I have a cube with vertex at (0,0,0),(0,0,1),(0,1,0),(1,0,0),(0,1,1),(1,1,0),(1,0,1),(1,1,1), and a tetrahedron with vertex at (0,0,0),(0,0,1),(0,1,0),(1,0,0).
How do I map the cube's coordinates to the tetrahedron bijectively? Are there an elegant function that would do it?
Note: on 2-dimension, to map a square to a triangle I can do f(x,y) = (x-xy/2,y-xy/2); I'm struggling to extend this to 3-dimension
A potentially useful observation is that the unit cube and unit simplex in any number of dimensions can be expressed in terms of the maximum norm $||\vec x||_M=\max(|x_i|)$ and the taxicab norm $||\vec x||_T=\sum_i|x_i|$, allowing us to make use of the convenient properties of norms: $$ \text{Unit Cube:}\ \ \ \mathcal C=\{\vec x\in\mathbb R^d:x_i\ge 0, ||\vec x||_M\le 1\} $$ $$ \text{Unit Simplex:}\ \ \ \mathcal S=\{\vec x\in\mathbb R^d:x_i\ge 0, ||\vec x||_T\le 1\} $$ Note that your cube and tetrahedron are the $d=3$ case.

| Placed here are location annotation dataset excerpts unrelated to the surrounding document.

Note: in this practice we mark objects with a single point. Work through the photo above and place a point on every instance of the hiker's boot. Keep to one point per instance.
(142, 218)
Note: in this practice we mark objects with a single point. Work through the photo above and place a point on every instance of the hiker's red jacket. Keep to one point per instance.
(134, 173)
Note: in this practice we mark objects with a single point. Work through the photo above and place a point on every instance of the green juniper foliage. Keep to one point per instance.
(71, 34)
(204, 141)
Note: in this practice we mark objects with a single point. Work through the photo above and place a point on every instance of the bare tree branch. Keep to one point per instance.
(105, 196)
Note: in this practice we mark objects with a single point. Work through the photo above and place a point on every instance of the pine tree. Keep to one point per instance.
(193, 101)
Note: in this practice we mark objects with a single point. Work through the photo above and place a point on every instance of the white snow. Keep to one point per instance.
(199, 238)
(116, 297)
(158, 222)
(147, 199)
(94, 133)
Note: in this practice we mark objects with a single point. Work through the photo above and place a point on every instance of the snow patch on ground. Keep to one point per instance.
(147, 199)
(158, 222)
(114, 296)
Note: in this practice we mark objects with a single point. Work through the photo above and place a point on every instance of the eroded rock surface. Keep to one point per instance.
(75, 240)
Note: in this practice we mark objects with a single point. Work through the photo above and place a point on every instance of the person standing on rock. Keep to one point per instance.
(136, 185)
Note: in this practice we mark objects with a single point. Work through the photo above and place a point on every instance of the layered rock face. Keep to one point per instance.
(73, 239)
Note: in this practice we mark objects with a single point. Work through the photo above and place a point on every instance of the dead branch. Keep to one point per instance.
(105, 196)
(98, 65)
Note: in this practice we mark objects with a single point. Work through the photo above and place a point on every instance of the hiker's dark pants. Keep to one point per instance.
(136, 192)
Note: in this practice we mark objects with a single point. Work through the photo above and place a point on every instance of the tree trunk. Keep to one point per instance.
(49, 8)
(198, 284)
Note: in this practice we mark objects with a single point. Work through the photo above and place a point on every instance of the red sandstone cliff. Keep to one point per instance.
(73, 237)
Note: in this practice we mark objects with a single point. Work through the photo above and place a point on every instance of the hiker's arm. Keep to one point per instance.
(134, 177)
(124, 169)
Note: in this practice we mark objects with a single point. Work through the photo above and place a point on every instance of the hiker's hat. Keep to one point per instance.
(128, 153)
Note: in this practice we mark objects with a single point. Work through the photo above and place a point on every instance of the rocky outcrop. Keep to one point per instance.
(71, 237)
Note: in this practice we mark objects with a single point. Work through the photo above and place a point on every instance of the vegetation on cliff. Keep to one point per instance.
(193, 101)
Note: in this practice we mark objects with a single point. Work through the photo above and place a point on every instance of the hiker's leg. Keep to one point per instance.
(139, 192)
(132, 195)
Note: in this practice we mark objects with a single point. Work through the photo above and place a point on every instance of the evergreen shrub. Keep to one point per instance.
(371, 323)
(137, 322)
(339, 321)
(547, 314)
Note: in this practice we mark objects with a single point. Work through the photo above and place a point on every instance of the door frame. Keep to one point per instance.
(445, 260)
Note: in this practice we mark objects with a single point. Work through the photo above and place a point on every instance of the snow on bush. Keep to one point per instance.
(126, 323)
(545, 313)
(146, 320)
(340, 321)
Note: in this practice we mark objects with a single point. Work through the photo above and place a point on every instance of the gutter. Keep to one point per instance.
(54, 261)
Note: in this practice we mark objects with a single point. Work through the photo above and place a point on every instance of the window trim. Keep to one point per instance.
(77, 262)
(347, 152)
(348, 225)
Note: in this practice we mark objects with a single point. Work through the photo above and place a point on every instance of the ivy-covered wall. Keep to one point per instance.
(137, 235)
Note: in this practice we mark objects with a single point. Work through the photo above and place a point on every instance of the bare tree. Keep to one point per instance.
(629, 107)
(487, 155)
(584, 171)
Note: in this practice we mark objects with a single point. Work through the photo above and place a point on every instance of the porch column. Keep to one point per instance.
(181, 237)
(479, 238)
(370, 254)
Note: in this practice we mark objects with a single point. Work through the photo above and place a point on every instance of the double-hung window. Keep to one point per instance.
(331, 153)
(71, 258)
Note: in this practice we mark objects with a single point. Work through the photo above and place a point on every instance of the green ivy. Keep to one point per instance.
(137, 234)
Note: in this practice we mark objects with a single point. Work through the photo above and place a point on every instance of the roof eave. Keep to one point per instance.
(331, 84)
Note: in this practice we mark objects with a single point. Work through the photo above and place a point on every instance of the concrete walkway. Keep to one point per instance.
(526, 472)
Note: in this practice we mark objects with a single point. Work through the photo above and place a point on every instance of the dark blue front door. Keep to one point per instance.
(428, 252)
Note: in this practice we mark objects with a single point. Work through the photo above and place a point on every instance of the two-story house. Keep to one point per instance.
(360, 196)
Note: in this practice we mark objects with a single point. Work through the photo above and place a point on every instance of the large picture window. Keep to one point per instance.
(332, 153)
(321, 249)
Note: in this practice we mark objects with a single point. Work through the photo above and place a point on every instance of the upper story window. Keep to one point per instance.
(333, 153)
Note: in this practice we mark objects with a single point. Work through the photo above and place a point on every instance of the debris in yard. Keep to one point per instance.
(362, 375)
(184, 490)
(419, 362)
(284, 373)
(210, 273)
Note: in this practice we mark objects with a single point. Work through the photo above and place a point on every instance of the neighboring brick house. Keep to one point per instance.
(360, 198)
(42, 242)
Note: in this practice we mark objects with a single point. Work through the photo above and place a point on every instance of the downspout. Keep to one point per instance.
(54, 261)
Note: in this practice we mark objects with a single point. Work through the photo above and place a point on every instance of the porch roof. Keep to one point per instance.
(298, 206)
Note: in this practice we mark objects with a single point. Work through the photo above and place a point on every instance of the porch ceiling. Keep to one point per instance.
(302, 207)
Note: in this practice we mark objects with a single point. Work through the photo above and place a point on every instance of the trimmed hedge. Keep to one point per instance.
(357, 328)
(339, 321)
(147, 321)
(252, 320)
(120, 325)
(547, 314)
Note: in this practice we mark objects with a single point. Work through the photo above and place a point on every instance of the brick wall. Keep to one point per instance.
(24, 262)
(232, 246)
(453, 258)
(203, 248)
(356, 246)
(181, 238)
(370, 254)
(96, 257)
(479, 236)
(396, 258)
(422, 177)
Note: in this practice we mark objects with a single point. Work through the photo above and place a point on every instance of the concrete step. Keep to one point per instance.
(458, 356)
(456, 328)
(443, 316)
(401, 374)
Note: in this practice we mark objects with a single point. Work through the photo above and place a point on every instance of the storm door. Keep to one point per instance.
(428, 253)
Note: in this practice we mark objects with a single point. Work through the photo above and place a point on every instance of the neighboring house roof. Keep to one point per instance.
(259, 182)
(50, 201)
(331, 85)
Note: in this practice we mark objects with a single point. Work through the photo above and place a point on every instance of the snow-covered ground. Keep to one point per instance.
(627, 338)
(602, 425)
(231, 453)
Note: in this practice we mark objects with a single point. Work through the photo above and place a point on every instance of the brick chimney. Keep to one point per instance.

One way to transform between these shapes, then, is to map each vector $\vec x$ in the cube to a vector $\vec y$ in the same direction such that $||\vec x||_M=||\vec y||_T$. This gives us a simple function, which multiplies $\vec x$ by some positive constant $c(\vec x)$, for which we can find an expression. $$\begin{align} ||\vec x||_M & = ||c\vec x||_T \\ ||\vec x||_M & = |c|\ ||\vec x||_T \\ c & = \frac{||\vec x||_M}{||\vec x||_T} \end{align}$$ This allows us to write down a function, taking care of the problematic zero case: $$ f:\mathcal C\to\mathcal S,\ \ \ f(\vec x) = \begin{cases} \frac{||\vec x||_M}{||\vec x||_T}\vec x & \vec x \neq \vec 0 \\ \vec 0 & \vec x = \vec 0 \end{cases} $$ From here, showing that this is a bijection should be straightforward.